Yandex Cloud
  • Services
  • Solutions
  • Why Yandex Cloud
  • Blog
  • Pricing
  • Documentation
  • Contact us
Get started
Language / Region
Yandex project
© 2023 Yandex.Cloud LLC
Yandex Data Transfer
  • Available transfers
  • Getting started
  • Step-by-step guide
  • Practical guidelines
    • All tutorials
    • Data migration
      • Migrating data between Yandex Managed Service for Apache Kafka® clusters
      • Migrating data to Yandex Managed Service for ClickHouse
      • Migrating data to Yandex Managed Service for Greenplum®
      • Migrating data to Yandex Managed Service for MongoDB
      • Migrating data to Yandex Managed Service for MySQL
      • Migrating data from Yandex Managed Service for MySQL to MySQL
      • Migrating data to Yandex Managed Service for PostgreSQL
    • Data delivery
    • Asynchronous replication of data
    • Saving data streams
  • Concepts
  • Troubleshooting
  • Access management
  • Pricing policy
  • API reference
  • Questions and answers
  1. Practical guidelines
  2. Data migration
  3. Migrating data between Yandex Managed Service for Apache Kafka® clusters

Migrating data between Yandex Managed Service for Apache Kafka® clusters

Written by
Yandex Cloud
  • Before you begin
  • Prepare and activate the transfer
  • Test the transfer
  • Delete the resources you created

You can move your data from Apache Kafka® topics between one Managed Service for Apache Kafka® cluster and another in real time. Migration across versions is also supported. For example, you can move topics from Apache Kafka® ver. 2.8 to ver. 3.1.

This method of data migration enables you to:

  • Set up topic replication in the management console interface or in Terraform.
  • Track the migration process using the transfer monitoring.
  • Go without creating an intermediate VM or granting online access to your Managed Service for Apache Kafka® target cluster.

To migrate data:

  1. Prepare and activate the transfer.
  2. Test the transfer.

If you no longer need these resources, delete them.

Before you begin

  1. Prepare the data delivery infrastructure:

    Manually
    Using Terraform
    1. Create a source and target Managed Service for Apache Kafka® cluster with public internet access, in any suitable configuration.
    2. In the source cluster, create a topic named sensors.
    3. In the source cluster, create a user with the ACCESS_ROLE_PRODUCER and ACCESS_ROLE_CONSUMER permissions to the created topic.
    4. In the target cluster, create a user with the ACCESS_ROLE_PRODUCER and ACCESS_ROLE_CONSUMER permissions for all the topics.
    1. If you don't have Terraform, install and configure it.

    2. Download the file with provider settings. Place it in a separate working directory and specify the parameter values.

    3. Download the data-transfer-mkf-mkf.tf configuration file to the same working directory.

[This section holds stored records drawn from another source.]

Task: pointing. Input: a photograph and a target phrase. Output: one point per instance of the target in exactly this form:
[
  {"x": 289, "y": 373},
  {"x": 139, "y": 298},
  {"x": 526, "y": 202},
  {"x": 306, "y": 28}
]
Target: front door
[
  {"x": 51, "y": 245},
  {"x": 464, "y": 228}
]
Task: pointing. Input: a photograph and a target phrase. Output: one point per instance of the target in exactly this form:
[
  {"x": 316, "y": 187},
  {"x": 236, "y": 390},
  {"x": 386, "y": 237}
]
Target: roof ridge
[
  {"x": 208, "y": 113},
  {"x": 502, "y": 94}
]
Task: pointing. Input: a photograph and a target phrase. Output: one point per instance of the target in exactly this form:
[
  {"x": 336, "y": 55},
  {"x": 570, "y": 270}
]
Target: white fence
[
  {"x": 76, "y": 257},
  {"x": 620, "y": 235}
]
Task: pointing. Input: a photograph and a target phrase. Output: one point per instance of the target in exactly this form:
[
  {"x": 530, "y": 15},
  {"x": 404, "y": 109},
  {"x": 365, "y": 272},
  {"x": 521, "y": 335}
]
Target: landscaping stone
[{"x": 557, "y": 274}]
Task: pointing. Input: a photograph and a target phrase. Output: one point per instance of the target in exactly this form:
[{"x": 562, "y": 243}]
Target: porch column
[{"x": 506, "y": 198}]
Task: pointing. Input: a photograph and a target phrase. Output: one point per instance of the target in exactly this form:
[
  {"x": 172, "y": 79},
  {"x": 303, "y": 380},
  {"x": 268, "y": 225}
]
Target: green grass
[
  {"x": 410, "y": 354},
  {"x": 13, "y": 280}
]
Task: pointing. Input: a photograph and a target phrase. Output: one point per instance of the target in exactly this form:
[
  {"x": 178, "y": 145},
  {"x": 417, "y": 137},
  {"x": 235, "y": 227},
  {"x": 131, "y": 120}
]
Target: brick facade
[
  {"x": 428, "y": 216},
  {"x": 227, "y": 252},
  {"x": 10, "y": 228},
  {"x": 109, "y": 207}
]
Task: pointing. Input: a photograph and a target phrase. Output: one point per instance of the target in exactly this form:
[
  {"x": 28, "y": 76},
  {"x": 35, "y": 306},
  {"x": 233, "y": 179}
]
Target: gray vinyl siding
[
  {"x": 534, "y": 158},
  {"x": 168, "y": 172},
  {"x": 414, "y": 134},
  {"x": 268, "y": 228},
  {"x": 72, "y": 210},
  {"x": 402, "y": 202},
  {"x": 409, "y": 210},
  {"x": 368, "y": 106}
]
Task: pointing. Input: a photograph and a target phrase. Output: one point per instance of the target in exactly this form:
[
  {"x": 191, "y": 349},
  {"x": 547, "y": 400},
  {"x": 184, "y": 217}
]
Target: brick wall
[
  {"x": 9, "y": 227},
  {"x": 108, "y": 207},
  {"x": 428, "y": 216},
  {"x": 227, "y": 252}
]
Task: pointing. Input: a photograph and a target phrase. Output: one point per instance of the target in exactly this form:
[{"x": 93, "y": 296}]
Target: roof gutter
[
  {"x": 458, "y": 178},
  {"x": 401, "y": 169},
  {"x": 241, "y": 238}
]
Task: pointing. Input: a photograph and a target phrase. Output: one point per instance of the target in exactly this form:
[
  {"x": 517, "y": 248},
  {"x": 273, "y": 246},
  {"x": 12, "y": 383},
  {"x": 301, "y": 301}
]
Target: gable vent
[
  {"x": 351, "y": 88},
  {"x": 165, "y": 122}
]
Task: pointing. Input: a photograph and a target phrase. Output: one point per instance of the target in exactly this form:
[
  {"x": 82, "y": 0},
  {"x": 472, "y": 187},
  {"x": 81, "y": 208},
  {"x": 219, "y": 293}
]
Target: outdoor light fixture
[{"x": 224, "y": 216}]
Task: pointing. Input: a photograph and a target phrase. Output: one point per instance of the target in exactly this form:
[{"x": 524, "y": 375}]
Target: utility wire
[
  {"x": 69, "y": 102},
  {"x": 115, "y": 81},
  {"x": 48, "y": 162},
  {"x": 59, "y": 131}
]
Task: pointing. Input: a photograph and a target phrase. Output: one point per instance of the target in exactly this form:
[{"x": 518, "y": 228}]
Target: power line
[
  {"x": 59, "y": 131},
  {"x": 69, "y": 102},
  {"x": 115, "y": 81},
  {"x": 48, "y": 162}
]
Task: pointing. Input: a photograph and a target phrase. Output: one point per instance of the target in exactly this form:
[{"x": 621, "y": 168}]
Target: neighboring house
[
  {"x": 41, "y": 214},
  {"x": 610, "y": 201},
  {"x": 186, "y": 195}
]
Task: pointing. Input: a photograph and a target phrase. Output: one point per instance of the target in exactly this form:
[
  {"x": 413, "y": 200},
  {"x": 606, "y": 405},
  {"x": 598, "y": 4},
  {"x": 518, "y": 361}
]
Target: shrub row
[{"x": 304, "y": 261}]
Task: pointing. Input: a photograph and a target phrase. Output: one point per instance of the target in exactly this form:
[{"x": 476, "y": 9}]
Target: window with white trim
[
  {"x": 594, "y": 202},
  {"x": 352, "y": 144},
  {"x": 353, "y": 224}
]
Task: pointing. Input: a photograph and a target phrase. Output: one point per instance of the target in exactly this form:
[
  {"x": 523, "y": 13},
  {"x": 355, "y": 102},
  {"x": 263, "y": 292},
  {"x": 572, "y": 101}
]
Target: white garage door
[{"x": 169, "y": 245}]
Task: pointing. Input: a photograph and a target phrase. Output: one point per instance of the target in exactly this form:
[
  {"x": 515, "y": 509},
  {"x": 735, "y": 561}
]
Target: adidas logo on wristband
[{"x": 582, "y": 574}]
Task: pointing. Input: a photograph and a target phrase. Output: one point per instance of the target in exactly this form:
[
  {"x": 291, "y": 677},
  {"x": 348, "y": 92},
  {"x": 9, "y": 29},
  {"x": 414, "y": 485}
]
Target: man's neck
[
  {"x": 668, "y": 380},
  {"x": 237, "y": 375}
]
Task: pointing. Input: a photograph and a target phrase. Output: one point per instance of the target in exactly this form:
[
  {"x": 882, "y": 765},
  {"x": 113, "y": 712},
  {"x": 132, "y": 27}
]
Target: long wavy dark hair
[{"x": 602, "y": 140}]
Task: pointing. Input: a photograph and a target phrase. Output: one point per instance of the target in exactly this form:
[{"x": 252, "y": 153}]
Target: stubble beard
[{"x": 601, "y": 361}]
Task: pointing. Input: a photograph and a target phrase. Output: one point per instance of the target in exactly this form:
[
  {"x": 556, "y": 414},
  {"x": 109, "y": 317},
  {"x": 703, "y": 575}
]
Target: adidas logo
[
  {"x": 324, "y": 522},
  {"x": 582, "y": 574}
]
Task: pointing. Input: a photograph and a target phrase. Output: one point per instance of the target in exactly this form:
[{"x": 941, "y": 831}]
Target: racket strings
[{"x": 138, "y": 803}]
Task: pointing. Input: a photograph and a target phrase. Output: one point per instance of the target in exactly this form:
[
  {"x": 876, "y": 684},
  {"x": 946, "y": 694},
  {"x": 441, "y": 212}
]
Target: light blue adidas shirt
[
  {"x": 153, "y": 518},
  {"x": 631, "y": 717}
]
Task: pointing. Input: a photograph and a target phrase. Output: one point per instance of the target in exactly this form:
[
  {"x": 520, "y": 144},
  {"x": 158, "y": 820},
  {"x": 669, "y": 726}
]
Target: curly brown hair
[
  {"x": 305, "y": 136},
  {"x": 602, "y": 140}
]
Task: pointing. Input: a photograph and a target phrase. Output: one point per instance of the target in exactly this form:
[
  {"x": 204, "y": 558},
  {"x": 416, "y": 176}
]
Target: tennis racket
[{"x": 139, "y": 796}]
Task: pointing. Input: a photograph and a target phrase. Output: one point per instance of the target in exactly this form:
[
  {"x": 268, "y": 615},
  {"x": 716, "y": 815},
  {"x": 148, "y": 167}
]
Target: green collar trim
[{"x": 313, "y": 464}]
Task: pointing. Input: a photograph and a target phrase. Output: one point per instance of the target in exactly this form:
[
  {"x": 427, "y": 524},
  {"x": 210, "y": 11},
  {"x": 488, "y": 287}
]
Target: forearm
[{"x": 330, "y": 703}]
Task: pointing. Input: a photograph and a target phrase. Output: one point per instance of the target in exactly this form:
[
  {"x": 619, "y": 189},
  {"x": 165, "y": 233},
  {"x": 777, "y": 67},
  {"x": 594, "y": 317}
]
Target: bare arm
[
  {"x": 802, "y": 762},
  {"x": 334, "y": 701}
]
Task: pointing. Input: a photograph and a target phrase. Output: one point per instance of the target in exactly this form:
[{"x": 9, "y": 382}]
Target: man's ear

      This file describes:

      • Network.
      • Subnet.
      • Security groups and the rule required to connect to a Managed Service for Apache Kafka® cluster.
      • A source Managed Service for Apache Kafka® cluster with public internet access.
      • Managed Service for Apache Kafka® target cluster.
      • Apache Kafka® topic.
      • Transfer.
    4. In the data-transfer-mkf-mkf.tf file, specify the values of parameters:

      • source_kf_version: Apache Kafka® version in the source cluster.
      • source_user_name: Username for establishing a connection to the Apache Kafka® topic.
      • source_user_password: User password.
      • target_kf_version: Apache Kafka® version in the target cluster.
      • transfer_enabled: Set 0 to ensure that no transfer is created before the source and target endpoints are created manually.
    5. Run the command terraform init in the directory with the configuration file. This command initializes the provider specified in the configuration files and enables you to use the provider resources and data sources.

    6. Make sure the Terraform configuration files are correct using the command:

      terraform validate
      

      If there are errors in the configuration files, Terraform will point to them.

    7. Create the required infrastructure:

      1. Run the command to view planned changes:

        terraform plan
        

        If the resource configuration descriptions are correct, the terminal will display a list of the resources to modify and their parameters. This is a test step. No resources are updated.

      2. If you are happy with the planned changes, apply them:

        1. Run the command:

          terraform apply
          
        2. Confirm the update of resources.

        3. Wait for the operation to complete.

      All the required resources will be created in the specified folder. You can check resource availability and their settings in the management console.

    The created Apache Kafka® sensors topic in the source cluster will receive test data from car sensors in JSON format, for example:

    {
        "device_id":"iv9a94th6rztooxh5ur2",
        "datetime":"2020-06-05 17:27:00",
        "latitude":"55.70329032",
        "longitude":"37.65472196",
        "altitude":"427.5",
        "speed":"0",
        "battery_voltage":"23.5",
        "cabin_temperature":"17",
        "fuel_level":null
    }
    
  2. Install the utilities:

    • kafkacat to read and write data to Apache Kafka® topics.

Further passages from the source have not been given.